How do I become a Christian?

At Saturday’s meeting of Presbytery, one of the men being examined to be ordained and installed in our Presbytery was asked this question. Actually the question interacted with the man’s statement of faith and was posed more like: “If someone were to come to you and ask, ‘how do I become a Christian,’ how would you respond?”

It’s a fair question. What was sort of alarming was that the respondent spent two minutes equivocating and then replied that he was not able to answer the question in an abstract way but would only be able to answer it in a real life situation. This response elicited applause from the floor of presbytery. This is confusing absent understanding the dominate culture of presbytery–it is now deemed inappropriate to ask candidates questions except where those questions are no-brainers. 

This was further amplified when the same Teaching Elder asked a question of another man being examined who responded that “there is one [question-asker] in every presbytery.” I found this to be a profoundly disrespectful thing to say. It is disrespectful not only to the Teaching Elder in question, but to the entire presbytery whose responsibility it is to guard the peace, unity, and purity of the church. I’m of the opinion that such a response ought to draw the rebuke of the moderator of the Presbytery.

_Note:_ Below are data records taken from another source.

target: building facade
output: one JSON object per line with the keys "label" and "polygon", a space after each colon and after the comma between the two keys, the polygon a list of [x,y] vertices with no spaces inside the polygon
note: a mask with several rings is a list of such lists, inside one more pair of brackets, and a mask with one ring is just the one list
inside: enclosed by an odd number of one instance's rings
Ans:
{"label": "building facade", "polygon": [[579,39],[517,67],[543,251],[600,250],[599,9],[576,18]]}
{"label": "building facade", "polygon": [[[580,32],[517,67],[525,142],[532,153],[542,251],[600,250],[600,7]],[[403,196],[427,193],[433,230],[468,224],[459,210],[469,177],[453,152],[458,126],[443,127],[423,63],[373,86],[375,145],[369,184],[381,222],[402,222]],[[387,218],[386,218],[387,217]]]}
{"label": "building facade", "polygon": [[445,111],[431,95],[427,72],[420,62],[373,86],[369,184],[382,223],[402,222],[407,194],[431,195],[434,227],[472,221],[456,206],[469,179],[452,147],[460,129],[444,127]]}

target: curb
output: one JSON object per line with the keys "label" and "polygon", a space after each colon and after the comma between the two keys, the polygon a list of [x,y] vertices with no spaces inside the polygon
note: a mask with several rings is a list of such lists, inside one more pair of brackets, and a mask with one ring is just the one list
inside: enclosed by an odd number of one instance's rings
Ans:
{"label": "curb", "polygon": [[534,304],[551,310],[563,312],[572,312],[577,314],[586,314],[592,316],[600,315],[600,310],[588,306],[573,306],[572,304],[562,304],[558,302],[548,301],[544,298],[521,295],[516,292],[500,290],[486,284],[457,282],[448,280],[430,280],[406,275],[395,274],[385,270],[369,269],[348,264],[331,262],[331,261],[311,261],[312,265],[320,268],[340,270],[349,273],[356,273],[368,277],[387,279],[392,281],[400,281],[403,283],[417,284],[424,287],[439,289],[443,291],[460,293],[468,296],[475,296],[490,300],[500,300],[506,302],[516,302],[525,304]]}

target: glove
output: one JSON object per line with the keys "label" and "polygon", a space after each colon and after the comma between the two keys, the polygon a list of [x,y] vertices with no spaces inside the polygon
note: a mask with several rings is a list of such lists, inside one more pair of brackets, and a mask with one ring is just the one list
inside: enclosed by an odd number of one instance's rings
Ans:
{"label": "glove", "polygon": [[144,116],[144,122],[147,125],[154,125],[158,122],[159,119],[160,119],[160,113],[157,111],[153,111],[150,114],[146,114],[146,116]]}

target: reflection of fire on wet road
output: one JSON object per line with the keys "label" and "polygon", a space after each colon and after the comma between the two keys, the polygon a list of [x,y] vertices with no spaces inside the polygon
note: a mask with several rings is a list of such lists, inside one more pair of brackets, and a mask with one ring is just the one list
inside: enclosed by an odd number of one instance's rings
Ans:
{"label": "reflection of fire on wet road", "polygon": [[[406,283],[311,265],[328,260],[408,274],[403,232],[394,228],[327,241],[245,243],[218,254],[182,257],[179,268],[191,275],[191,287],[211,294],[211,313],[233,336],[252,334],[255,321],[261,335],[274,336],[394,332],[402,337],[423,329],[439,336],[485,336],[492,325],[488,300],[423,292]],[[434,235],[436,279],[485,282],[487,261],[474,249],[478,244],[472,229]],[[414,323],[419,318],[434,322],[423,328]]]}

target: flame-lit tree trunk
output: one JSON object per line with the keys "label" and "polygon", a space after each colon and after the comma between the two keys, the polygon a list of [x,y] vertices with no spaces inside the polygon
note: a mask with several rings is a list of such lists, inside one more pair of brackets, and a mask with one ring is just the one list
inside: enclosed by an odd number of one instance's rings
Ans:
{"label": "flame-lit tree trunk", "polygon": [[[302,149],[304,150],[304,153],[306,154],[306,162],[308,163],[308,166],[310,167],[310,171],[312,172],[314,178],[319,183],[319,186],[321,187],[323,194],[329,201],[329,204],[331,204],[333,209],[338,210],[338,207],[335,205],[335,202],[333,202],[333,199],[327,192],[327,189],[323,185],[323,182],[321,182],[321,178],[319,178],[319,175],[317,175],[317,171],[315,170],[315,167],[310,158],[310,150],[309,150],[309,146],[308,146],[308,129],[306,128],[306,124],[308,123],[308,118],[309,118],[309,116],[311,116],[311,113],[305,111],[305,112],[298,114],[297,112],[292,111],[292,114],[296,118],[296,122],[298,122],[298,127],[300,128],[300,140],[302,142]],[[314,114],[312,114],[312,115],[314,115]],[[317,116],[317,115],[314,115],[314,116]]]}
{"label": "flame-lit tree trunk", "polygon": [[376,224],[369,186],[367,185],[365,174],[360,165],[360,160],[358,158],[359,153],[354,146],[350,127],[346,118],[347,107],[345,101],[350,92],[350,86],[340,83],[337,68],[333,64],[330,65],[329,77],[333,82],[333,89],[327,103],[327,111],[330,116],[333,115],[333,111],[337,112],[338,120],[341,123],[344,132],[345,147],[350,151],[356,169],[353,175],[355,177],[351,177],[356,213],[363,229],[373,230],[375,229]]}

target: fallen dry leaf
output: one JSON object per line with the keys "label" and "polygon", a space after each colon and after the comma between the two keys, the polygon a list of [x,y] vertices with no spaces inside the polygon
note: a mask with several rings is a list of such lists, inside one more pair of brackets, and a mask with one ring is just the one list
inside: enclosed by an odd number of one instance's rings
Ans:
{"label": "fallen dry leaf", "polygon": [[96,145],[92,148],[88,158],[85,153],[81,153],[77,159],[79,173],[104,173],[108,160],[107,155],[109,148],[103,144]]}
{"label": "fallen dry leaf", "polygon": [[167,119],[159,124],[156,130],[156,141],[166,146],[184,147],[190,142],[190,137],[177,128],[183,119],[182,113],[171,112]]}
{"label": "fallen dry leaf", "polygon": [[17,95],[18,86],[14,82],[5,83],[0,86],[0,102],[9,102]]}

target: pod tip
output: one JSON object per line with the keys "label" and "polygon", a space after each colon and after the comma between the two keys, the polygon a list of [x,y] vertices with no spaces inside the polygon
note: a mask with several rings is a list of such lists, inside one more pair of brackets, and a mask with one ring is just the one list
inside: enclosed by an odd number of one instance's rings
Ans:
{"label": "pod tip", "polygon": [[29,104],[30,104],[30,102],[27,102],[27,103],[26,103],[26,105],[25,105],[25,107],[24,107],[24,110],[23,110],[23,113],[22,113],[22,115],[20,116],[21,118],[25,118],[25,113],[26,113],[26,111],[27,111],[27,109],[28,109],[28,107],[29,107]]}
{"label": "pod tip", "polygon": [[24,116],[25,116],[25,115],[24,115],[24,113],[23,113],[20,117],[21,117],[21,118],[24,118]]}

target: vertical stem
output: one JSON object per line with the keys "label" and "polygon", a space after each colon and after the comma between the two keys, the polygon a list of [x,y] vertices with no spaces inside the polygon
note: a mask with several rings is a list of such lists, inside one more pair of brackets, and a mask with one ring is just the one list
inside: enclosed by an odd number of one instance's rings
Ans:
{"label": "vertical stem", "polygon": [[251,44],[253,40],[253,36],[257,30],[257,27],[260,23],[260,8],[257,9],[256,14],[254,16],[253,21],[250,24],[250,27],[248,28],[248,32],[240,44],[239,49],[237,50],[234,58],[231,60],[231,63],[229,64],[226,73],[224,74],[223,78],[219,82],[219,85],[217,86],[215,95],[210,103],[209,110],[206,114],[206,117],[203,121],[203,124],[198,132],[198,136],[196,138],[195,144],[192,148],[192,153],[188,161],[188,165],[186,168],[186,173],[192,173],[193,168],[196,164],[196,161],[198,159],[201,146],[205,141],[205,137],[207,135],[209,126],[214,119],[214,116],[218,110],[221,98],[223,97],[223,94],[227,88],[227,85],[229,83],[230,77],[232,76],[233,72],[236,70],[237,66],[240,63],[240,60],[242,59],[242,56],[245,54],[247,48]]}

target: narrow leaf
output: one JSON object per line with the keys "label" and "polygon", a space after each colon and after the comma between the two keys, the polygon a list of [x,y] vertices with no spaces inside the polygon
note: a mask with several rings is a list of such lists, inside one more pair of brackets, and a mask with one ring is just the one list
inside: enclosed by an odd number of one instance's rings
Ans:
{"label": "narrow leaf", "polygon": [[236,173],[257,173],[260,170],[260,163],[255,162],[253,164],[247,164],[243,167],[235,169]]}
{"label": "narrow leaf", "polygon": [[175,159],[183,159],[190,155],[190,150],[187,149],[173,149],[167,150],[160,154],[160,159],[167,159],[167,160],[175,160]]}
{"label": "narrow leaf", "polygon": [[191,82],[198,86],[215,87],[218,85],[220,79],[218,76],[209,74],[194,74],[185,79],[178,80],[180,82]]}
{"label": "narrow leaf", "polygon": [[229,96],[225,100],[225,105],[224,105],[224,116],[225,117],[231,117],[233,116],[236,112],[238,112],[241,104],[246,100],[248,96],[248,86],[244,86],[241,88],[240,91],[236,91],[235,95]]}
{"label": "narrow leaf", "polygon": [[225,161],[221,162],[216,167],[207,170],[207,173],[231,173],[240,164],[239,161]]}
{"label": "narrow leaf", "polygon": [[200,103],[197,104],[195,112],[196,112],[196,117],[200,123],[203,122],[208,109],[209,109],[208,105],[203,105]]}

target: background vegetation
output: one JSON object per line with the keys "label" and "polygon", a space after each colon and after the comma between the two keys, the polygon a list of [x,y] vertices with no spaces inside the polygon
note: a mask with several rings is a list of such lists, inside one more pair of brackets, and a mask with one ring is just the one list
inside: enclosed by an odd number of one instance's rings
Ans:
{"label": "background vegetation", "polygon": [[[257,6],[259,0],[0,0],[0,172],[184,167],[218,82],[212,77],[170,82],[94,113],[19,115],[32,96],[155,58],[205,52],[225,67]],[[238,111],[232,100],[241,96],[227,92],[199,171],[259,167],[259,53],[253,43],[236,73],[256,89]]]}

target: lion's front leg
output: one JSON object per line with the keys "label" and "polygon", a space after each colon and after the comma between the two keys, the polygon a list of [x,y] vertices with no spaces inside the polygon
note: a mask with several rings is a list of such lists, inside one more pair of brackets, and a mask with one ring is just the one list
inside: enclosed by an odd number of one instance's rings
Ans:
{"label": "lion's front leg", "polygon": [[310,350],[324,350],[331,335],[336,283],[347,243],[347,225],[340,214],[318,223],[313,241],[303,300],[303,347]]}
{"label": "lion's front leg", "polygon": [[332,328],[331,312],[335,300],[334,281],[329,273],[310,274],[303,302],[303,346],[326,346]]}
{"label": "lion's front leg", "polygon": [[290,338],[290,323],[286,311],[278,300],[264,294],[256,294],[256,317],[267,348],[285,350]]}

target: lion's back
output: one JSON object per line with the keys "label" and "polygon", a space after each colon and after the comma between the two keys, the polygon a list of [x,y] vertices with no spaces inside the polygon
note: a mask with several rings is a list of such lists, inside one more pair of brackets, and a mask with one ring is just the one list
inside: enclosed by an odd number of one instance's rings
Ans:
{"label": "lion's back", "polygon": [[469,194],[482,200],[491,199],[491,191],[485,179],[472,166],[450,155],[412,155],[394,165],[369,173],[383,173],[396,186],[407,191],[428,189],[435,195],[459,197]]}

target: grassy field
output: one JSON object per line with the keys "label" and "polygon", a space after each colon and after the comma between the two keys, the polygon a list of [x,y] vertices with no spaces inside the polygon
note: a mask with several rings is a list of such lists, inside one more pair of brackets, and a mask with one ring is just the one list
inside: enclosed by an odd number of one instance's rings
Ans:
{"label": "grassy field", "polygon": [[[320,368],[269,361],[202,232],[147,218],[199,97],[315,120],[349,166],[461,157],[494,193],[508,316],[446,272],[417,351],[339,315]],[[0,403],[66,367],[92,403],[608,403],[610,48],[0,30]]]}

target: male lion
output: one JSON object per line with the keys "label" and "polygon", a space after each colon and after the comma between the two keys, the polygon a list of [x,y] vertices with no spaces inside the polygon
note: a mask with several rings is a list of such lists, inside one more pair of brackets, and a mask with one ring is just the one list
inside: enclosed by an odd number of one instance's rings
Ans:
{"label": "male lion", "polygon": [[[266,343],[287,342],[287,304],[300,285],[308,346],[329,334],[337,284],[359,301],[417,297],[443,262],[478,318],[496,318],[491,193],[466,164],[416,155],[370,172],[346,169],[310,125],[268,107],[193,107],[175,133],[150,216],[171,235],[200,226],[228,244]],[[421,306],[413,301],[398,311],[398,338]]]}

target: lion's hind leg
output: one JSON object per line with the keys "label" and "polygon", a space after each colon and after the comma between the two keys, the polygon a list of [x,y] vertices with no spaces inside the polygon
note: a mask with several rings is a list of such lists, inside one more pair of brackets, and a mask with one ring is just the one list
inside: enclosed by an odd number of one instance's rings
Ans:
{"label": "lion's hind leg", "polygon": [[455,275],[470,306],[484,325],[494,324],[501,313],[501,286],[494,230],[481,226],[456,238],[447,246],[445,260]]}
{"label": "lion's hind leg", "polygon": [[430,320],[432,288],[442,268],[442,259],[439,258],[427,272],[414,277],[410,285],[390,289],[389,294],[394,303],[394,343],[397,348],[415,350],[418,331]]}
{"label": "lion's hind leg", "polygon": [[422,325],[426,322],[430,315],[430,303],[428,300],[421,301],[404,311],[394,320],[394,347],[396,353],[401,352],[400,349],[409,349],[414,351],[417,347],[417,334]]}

I am certainly willing to grant that the path to faith can look quite different in the lives of individual people. However, it’s disturbing that a minister of the Gospel was not able to find a simple response to the question that would capture the essence of the New Testament’s teaching. For example, “Believe in the Lord Jesus Christ and you will be saved, you and your household” (Acts 16:31). Or, “If you confess with your mouth that Jesus is Lord and believe in your heart that God raised him from the dead, you will be saved” (Romans 10:9).

While we can claim that conversion is so context-specific that it’s impossible to answer the question, “how can I be save?” that certainly does not seem to be the posture of the New Testament. 

The advent of our new form of government has permitted greater freedom in question-asking during examination. This is good because it is exposing the theological fault lines that we often like to think do not exist, and it forces those of us who are evangelicals to both question our place in presbytery and the denomination and intentionally decide how to engage in the life of the church.